THOUSANDS of heavily armed troops are to be deployed across Britain to make sure everyone enjoys the Royal wedding.
Amid claims some people may be attempting to flee the country, ministers have invoked special measures, buried deep within the 2001 Anti-Terrorism Act, to ensure that each of the Queen’s subjects has an absolutely lovely time.
Tanks and armoured cars will be posted at airports and ferry terminals to prevent anyone spending a week somewhere sunny and foreign when they could be eating jelly in the street with some twats.
Meanwhile each street party will be assigned its own platoon from the Brigade of Guards who will use their semi-automatic rifles to keep everyone not only happy, but sincerely grateful for Britain’s ancient and enduring institutions.

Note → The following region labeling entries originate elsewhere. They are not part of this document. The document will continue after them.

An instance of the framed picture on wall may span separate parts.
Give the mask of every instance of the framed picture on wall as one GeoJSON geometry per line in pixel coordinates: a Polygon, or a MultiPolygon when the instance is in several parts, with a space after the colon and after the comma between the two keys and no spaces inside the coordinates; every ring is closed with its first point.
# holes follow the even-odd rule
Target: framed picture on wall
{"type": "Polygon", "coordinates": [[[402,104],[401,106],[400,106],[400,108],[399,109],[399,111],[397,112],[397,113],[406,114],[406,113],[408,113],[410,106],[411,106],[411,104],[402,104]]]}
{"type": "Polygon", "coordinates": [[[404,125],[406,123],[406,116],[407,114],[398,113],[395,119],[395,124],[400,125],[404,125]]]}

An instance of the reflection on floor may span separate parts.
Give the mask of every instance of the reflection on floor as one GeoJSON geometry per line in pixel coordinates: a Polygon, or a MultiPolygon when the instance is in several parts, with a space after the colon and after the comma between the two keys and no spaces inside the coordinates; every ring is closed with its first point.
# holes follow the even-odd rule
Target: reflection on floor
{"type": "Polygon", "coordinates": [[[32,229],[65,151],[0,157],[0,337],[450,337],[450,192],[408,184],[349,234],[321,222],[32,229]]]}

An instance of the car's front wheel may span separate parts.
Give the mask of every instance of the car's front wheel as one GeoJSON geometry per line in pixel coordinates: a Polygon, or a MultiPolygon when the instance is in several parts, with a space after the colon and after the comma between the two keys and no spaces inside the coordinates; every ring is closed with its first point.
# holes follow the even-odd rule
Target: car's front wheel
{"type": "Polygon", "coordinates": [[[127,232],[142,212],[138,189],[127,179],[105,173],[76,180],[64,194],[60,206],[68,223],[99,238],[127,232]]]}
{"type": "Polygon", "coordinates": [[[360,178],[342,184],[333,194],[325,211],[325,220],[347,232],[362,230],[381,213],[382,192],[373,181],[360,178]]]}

A Downing Street spokesman said: “Although the soldiers will have large guns with sensitive triggers and will probably be in a foul mood because of having to work on a bank holiday, the Queen has specifically asked them not to shoot you in the head or chest. It is a wedding, for goodness sake.”
The Ministry of Defence has also confirmed that RAF Tornadoes will use laser guided bombs to pick off the homes of suspected curmudgeons.
A spokesman said: “It will not only act as an extremely festive warning to others but will eradicate the sort of grumpy traitors that no-one wants to live next door to anyway.”
But Helen Archer, an accountant from Hatfield, said: “I got married last year. Apart from my family and friends, no-one else gave a tuppenny shit. I felt this was perfectly reasonable.
“I did not feel the need to label them ‘refuseniks’ or write lengthy newspaper articles asking why they don’t have souls.
“I guess that to them my wedding was just another random event happening in the universe, like a pair of raccoons rutting in a bush in Panama.
“Please don’t shoot me in the knees.”